Before we finished bullet kicks, the rest of the class took a break, so they stood there watching us. Sahbumnim said, “Shout! Ang di sumigaw, supot.” So this smart-ass no-belt classmate of mine said, “Sir, paano yung babae? Di ba uncircumcised ang babae?” I kicked the shield pretty hard and glared at him. Humanda ka sa sparring.

After the bullet kicks, we did the roundhouse kicks on kick pads. 5 each side. I did okay on my first try. On my second try, I kicked pretty hard and was even pleased about the sound of my kick that second but on the next second, I was on the floor. I lost my balance. A couple of them tried to help me up but I brushed them off and stood and jumped, assessing the damage. No damage save for a scraped elbow. Whew. 3rd rule: bawal mamatay.

When it was my turn to hold the damn kick pad, their kicks are so strong my arm actually flew back.

The third kick we did was the turning side kick, 5 per side. I hate this kick. I hate turning my back on the target or opponent. My foot just couldn’t land on the target. Well, I landed a few, but most of my kicks missed the kick shield. UGH. GAH. I was such a loser. So I volunteered to hold the shield next. Might as well get that over. This time they didn’t hold back. Well, one of them did, I think. And this kick is actually more powerful than the 45. Yung 45, sipa, ito, tadyak. So, yeah, I was repeatedly thrown back and the kick shield offered no shield, really. It was actually hazardous: the black belt’s kicks caused the shield to hit me on my chin and mouth and, voila, bleeding lip. Good thing it was the inside part, since it’d be embarrassing if any of them saw the blood. That was the last drill, thank goodness.

So. Let’s assess. My arms are sore with a big bruise forming on my right arm. My feet are sore from all that kicking, my right foot especially. I have a bleeding lip. I have a scraped left elbow. My joints are aching from all the stretching. My whole body is tired and aching. And the pain will probably worsen when I wake up tomorrow.

Did I mention that this is my fifth PE, and so I basically don’t need it?

BUT I’M EXHILARATED.

When I got home, the first thing I did (apart from logging on to facebook) was to google taekwondo and youtube the kicks.
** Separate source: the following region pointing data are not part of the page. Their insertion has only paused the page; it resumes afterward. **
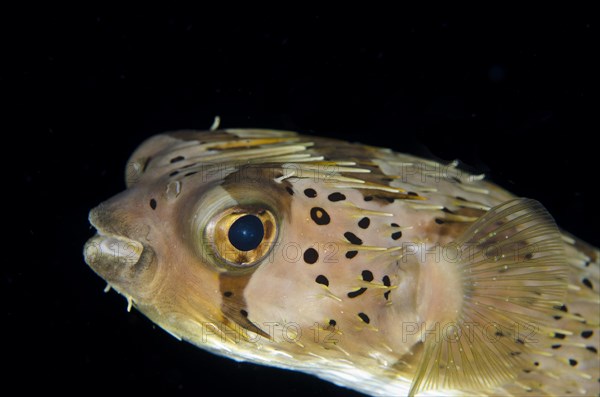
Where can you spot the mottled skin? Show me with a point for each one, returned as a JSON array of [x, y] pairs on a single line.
[[343, 282]]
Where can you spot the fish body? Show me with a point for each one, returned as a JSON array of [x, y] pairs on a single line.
[[378, 271]]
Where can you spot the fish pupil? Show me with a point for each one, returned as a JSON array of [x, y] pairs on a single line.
[[246, 233]]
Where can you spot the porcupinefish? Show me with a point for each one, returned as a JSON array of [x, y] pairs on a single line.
[[378, 271]]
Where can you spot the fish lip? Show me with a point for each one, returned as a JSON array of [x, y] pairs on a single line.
[[107, 250]]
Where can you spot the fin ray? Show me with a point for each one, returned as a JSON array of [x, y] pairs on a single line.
[[513, 270]]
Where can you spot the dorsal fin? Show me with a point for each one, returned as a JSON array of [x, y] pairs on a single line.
[[513, 273]]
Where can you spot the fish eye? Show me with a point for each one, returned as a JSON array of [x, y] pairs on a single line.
[[246, 233], [242, 237]]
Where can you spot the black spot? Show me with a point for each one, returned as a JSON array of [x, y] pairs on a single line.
[[587, 334], [352, 238], [311, 256], [367, 275], [337, 196], [396, 235], [364, 317], [322, 280], [310, 193], [146, 163], [356, 293], [364, 223], [320, 216]]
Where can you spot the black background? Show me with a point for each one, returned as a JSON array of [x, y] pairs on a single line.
[[512, 98]]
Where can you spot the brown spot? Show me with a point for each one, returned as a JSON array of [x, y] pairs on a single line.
[[312, 193], [311, 256], [364, 317], [232, 286], [320, 216], [337, 196], [364, 223], [356, 293]]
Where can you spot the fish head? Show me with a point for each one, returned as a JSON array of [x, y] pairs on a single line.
[[221, 234]]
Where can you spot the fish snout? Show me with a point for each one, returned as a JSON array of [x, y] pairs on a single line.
[[112, 255]]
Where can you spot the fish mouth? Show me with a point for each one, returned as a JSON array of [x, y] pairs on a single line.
[[111, 255], [112, 248]]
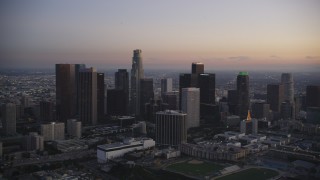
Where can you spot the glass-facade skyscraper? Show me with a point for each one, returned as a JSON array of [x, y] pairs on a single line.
[[137, 74]]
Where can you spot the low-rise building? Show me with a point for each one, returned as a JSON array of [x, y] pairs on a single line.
[[108, 152]]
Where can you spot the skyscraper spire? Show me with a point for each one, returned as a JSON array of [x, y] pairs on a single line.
[[249, 116], [137, 74]]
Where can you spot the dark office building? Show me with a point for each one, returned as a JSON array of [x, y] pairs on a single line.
[[78, 67], [122, 83], [172, 99], [116, 102], [286, 110], [171, 128], [184, 82], [275, 96], [197, 68], [210, 113], [313, 96], [146, 90], [243, 94], [199, 79], [152, 108], [66, 100], [260, 110], [46, 111], [87, 97], [232, 101], [206, 83], [100, 96]]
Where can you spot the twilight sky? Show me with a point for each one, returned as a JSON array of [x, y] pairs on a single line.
[[239, 34]]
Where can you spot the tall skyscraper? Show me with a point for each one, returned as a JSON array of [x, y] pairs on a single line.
[[232, 101], [46, 111], [9, 123], [288, 90], [52, 131], [288, 93], [313, 96], [137, 74], [199, 79], [243, 94], [152, 108], [275, 96], [260, 110], [116, 102], [66, 100], [146, 93], [207, 83], [122, 83], [171, 128], [190, 104], [87, 89], [197, 68], [166, 86], [172, 99], [78, 67], [74, 128], [100, 97]]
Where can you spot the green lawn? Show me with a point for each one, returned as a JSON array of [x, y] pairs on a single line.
[[195, 169], [252, 173]]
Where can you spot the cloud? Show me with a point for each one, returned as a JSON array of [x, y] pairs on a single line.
[[240, 58], [312, 57]]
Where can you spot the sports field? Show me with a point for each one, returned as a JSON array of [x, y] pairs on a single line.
[[251, 174], [195, 167]]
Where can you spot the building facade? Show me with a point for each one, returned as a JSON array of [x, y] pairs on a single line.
[[243, 94], [171, 128], [87, 98], [137, 73], [190, 104]]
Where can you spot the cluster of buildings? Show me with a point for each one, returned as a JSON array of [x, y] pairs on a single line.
[[132, 106]]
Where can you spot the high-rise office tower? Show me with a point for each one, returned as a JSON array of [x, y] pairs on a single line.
[[243, 94], [313, 96], [87, 89], [46, 111], [260, 110], [33, 141], [78, 67], [122, 83], [275, 96], [172, 99], [184, 82], [100, 97], [286, 110], [255, 126], [66, 100], [199, 79], [207, 83], [288, 90], [232, 101], [190, 104], [52, 131], [197, 68], [137, 74], [152, 108], [146, 93], [171, 128], [166, 86], [74, 128], [116, 102], [8, 112]]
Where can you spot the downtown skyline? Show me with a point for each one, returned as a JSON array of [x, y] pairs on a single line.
[[246, 35]]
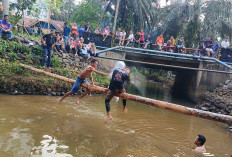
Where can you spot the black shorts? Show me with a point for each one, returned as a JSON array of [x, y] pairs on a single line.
[[115, 85], [116, 41]]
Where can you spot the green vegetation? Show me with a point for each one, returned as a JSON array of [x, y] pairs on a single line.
[[101, 79], [11, 68]]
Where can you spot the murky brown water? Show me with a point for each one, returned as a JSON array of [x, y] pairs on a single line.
[[36, 126]]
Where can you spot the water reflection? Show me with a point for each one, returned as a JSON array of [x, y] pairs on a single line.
[[79, 130], [50, 148], [157, 91]]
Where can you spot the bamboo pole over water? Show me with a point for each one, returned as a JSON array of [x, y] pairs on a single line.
[[156, 103]]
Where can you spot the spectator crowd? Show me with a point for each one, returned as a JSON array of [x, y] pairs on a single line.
[[72, 40]]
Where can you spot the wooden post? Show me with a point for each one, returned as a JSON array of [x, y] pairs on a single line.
[[156, 103]]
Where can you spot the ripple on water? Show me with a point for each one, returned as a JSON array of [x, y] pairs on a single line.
[[50, 147]]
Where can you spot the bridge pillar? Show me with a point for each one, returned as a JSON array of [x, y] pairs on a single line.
[[107, 64], [192, 84]]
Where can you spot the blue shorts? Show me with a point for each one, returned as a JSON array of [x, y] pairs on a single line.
[[77, 84]]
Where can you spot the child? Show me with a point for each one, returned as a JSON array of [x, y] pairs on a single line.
[[199, 142], [123, 37], [196, 53], [106, 32], [130, 39], [87, 72], [117, 86], [147, 41]]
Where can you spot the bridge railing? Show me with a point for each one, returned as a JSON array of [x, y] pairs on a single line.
[[164, 54]]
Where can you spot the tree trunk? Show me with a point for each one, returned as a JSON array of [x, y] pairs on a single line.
[[5, 4], [116, 15], [151, 102]]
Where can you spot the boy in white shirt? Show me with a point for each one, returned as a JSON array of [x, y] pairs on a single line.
[[123, 37], [130, 39], [225, 44]]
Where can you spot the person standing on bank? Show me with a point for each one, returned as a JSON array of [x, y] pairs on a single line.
[[199, 142], [5, 27], [48, 41], [66, 34], [82, 78], [116, 87]]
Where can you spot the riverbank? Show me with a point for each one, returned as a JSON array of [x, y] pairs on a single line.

Then I practiced the turning side kick for a bit. I just love doing this.

On my way home, I was thinking if I regret telling Sahbumnim that I’m a yellow belt. My life would have been easier if I stayed with the rest of the class. But then it won’t be challenging. I’m pushing myself to the limits, I’m raising my pain threshold and I am enjoying myself despite the pain. Maybe I have masochistic tendencies? Another tension of opposites, then: I am afraid of pain and torture, but I’m okay with this kind of pain.

It’s going to be hard, but I sure as hell am going to enjoy this. I’m excited for the next meeting!